Q: What record do you most value -- and why?

JK: Probably Mickey Katz’s Mish Mosh. It’s a testament to Katz’s genius as a Jewish parodist of American culture, a real masterpiece of musical comedy. I think that learning about Katz was responsible for my interest in collecting and archiving. His music opened the door for me to an alternative history of Jewish American musical history, one that is radical, anti-assimilationist, and still profoundly fun. He started the avalanche for me.

Q: Why was there such a simpatico connection between Latin sounds and artists and Jewish material and themes?

JK: That’s a big question with a really long answer, but here’s a short version: They often lived side by side in New York neighborhoods. Jews were huge mambo fans. Latinos played plenty of Jewish weddings and bar mitzvahs. Catskills resort owners were some of the greatest advocates and promoters of Latin music in the ‘40s and ‘50s. Yiddish and Latin radio shows often aired next to each other on the same radio stations. I think, in part, what attracted Jews so much to Latin music was that it offered them a way to be American without losing their Jewishness, new musical languages that allowed them to rewrite Jewish identity -- for example, there are tons of Jewish Latin albums that feature Yiddish tunes set to Latin rhythms.

Q: Why did the Jewish record market languish?

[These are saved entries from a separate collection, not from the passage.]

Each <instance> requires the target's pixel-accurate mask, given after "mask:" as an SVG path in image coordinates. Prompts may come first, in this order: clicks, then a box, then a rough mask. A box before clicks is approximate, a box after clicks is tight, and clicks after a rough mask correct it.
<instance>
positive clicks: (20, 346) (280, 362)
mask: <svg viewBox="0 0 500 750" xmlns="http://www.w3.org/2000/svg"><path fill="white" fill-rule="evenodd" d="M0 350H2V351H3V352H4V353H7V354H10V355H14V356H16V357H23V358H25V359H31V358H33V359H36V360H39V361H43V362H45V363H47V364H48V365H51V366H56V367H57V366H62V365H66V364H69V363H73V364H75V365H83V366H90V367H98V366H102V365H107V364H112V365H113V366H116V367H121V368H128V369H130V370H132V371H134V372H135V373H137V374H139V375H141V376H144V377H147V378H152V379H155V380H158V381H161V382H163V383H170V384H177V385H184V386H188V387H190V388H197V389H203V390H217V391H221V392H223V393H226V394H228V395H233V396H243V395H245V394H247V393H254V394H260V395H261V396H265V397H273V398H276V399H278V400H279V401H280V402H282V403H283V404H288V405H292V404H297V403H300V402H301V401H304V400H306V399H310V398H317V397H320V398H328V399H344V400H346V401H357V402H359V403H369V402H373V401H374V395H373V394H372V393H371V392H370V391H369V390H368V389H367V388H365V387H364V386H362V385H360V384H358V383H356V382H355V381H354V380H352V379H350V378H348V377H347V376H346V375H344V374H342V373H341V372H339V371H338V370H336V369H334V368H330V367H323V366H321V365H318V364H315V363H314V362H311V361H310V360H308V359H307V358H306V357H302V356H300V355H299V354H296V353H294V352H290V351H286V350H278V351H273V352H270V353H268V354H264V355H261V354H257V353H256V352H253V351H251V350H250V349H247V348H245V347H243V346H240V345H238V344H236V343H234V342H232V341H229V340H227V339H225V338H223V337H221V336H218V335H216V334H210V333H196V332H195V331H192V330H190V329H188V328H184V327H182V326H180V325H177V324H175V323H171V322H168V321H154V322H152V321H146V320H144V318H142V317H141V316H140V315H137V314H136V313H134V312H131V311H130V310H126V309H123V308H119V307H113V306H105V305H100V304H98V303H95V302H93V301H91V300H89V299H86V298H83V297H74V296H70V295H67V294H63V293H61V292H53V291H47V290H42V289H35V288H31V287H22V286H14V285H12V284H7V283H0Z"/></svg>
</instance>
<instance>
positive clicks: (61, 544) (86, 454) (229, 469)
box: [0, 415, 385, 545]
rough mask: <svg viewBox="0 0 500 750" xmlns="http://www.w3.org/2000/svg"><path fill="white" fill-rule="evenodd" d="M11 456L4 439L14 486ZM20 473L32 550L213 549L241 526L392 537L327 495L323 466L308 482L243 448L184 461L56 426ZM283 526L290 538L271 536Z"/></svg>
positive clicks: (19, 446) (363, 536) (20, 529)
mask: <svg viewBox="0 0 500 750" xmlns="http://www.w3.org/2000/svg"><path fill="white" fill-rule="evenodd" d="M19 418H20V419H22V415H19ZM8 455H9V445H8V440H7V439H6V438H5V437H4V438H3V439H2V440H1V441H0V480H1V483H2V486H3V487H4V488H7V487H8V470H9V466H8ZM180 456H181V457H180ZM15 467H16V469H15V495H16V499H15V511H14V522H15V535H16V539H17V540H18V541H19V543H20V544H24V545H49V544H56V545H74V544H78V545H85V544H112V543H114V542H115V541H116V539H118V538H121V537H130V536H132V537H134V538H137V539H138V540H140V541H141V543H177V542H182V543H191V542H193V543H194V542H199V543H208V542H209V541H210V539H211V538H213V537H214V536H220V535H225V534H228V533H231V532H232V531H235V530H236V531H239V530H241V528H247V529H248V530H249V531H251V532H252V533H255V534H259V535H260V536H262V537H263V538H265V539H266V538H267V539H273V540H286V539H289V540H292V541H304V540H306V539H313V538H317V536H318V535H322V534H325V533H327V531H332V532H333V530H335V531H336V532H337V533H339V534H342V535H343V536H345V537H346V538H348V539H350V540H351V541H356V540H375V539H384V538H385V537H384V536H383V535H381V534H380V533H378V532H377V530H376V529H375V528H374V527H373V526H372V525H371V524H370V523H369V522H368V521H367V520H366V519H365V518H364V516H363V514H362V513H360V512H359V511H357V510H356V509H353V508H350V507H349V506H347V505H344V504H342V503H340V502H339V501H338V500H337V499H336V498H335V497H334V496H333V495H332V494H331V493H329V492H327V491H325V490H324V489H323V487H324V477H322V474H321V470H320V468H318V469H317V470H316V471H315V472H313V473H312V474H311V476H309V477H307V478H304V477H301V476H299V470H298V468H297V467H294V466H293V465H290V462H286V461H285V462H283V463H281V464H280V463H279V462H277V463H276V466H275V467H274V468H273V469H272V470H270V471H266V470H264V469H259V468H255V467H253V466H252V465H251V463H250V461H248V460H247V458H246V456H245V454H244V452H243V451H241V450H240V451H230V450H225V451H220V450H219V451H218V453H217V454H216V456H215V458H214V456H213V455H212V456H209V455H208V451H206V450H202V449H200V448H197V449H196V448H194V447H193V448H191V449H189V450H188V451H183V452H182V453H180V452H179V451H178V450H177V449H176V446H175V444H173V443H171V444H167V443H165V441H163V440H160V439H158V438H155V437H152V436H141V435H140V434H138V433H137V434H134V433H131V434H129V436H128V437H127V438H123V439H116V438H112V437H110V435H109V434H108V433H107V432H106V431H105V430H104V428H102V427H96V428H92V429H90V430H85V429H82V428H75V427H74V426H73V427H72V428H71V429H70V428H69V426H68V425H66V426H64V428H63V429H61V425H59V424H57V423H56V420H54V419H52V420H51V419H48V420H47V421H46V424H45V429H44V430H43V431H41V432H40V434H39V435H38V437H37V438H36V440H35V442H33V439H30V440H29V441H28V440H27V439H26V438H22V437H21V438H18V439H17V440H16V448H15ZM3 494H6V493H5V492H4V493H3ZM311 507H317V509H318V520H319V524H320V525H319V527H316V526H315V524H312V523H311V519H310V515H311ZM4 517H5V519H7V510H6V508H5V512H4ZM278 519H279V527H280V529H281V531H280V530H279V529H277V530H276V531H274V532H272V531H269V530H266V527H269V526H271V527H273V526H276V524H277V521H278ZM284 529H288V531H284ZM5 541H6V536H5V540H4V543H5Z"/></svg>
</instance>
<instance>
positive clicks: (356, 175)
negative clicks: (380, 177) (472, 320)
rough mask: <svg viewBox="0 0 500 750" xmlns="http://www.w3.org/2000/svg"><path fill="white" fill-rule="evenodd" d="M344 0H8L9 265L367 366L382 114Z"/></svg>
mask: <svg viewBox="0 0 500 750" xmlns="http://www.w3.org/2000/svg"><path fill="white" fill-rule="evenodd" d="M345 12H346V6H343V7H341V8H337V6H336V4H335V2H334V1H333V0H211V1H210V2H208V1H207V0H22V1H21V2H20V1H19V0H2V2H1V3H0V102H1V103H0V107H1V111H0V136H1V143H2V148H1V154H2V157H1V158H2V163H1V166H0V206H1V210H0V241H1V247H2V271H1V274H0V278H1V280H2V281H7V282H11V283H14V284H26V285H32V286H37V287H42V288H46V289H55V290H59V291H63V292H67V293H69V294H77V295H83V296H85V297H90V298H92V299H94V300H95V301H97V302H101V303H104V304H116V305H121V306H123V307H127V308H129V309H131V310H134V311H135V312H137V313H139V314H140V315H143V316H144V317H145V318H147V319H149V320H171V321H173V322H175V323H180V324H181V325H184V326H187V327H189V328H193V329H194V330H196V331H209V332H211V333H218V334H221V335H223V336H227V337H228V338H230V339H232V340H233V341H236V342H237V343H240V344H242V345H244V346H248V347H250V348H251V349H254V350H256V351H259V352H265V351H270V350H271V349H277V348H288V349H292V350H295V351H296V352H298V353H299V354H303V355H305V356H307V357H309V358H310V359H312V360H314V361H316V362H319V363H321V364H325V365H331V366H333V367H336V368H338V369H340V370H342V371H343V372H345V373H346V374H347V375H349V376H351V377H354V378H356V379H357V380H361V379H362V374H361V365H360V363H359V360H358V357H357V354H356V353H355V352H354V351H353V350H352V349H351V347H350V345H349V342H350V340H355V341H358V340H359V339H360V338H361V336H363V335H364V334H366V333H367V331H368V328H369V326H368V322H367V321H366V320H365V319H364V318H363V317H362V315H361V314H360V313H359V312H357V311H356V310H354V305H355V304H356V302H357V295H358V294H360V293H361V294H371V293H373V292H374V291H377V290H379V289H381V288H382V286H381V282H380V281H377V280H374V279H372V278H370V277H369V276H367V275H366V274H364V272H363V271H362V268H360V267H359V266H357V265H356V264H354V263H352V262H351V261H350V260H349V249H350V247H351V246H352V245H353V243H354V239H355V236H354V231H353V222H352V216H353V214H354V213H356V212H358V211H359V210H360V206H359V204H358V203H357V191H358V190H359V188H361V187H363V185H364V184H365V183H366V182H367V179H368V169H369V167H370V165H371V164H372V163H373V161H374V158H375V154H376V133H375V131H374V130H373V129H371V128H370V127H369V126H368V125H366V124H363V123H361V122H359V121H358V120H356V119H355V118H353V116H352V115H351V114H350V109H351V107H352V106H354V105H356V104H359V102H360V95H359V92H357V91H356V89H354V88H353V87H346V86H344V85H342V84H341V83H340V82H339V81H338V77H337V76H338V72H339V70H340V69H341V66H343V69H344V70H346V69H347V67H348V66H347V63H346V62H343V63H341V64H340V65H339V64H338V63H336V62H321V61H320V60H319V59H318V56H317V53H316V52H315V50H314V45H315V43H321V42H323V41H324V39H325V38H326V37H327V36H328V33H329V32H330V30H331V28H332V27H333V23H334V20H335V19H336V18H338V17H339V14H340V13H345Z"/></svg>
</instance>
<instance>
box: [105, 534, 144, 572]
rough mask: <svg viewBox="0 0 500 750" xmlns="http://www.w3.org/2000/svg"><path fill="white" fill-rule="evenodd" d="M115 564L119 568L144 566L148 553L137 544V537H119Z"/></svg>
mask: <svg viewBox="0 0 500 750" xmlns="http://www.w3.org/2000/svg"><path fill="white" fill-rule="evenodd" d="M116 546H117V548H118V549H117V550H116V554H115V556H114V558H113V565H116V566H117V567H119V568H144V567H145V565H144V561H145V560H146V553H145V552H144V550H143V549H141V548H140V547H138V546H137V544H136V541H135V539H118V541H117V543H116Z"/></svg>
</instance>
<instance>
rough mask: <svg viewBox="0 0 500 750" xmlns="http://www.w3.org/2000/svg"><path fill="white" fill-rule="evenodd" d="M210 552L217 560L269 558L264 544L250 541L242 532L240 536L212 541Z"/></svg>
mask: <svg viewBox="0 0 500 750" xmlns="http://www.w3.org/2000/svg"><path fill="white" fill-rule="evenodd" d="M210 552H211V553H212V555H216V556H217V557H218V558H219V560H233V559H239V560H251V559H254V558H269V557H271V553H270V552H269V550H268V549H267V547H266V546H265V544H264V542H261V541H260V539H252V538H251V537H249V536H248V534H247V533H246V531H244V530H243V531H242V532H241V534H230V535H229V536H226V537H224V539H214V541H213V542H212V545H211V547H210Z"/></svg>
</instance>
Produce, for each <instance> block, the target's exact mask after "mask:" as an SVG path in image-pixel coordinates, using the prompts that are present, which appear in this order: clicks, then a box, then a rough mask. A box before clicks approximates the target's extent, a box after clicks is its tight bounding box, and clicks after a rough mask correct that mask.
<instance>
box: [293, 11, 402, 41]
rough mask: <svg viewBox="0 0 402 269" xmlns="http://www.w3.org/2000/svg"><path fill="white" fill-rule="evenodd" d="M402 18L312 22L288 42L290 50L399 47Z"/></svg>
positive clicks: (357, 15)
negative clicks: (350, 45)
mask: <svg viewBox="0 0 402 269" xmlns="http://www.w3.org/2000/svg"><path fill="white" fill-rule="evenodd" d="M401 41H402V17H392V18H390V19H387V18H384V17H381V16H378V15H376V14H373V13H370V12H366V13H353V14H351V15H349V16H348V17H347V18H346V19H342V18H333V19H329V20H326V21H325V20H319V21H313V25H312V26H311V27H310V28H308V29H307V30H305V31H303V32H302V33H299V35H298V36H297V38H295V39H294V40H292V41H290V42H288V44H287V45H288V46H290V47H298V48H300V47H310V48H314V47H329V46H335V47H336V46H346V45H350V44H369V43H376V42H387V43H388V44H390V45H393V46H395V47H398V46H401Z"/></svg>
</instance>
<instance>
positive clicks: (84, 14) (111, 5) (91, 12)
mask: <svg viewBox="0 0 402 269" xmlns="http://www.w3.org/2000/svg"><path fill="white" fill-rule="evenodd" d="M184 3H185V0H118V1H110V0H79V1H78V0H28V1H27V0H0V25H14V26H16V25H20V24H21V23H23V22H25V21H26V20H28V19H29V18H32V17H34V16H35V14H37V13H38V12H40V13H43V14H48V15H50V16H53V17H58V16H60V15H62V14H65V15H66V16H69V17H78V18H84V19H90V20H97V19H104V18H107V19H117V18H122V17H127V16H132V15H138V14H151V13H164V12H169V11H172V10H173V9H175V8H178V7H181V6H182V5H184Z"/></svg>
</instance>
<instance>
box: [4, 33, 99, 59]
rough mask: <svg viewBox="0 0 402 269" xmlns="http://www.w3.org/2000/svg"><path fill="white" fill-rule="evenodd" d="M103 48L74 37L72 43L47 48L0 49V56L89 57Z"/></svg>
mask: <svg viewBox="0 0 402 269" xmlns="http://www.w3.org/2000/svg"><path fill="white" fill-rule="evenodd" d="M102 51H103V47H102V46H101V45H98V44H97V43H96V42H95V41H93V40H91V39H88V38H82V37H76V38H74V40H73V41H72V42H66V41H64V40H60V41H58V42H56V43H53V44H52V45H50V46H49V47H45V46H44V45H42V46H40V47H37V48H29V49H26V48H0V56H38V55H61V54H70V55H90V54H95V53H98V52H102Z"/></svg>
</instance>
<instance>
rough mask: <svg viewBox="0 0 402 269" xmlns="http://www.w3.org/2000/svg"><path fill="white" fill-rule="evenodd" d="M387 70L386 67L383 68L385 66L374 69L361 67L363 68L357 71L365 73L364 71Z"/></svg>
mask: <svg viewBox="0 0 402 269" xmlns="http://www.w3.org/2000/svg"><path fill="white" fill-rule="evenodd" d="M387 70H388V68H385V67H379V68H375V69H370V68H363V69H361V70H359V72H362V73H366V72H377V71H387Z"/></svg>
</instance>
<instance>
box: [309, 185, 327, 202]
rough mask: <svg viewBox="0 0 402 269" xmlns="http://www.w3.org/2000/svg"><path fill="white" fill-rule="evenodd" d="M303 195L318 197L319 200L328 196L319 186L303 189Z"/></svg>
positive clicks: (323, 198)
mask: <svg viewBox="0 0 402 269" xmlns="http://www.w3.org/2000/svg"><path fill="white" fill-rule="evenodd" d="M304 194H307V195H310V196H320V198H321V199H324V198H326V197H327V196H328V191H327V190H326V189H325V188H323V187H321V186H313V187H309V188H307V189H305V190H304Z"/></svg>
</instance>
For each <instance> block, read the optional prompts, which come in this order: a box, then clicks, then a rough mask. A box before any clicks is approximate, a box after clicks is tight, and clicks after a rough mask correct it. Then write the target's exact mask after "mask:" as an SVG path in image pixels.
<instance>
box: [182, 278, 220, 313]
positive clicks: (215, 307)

JK: It has a lot to do, I think, with the status of Jews in the mix of American culture. There was a time when putting out explicitly Jewish material resonated with Jewish audiences, and then there have been plenty of times when Jewish audiences wanted to buy anything but Jewish material. After the trauma of World War II, the idea of maintaining any kind of Jewish difference from the mainstream was not a road many American Jews were interested in pursuing.











Q: Tell me about the next related installment at the museum?

JK: We are organizing an exhibition inspired by our forthcoming compilation, Black Sabbath, a musical guide to Black-Jewish relations that features African American artists like Aretha Franklin, Nina Simone, the Temptations, and Johnny Mathis performing Jewish material.

Q: What sort of response has the book -- and exhibit -- received? Do you think the work will open the eyes of a new generation of musicmakers and listeners?

JK: We have been really thrilled by the reception to both. Everywhere we go we meet people who share their stories with us, give us their LPs, connect us to musicians and collectors who can help. With the exhibition, I think people are enjoying the opportunity to sit with the music, to hold the LPs, and listen to songs in a living room. We really tried to make these LPs come alive as living material, and people can sit and quietly reflect on what they see and hear.

Q: Will “Jews on Vinyl” travel?

JK: It opens later this spring at the Skirball Cultural Center in Los Angeles.

Q: What's coming up next for you?

JK: After the release of Black Sabbath, we will be organizing a series of big concert events in San Francisco, New York, and Los Angeles that all unite veteran musicians with younger artists. In the winter, we will also be releasing a collection of ‘60s and ‘70s Israeli psych-rock, a kind of “Jewish Nuggets.” And all year long we are traveling the country to record detailed video testimonies of veteran Jewish American musicians, which will be available for viewing on our Web site, idelsohnsociety.com.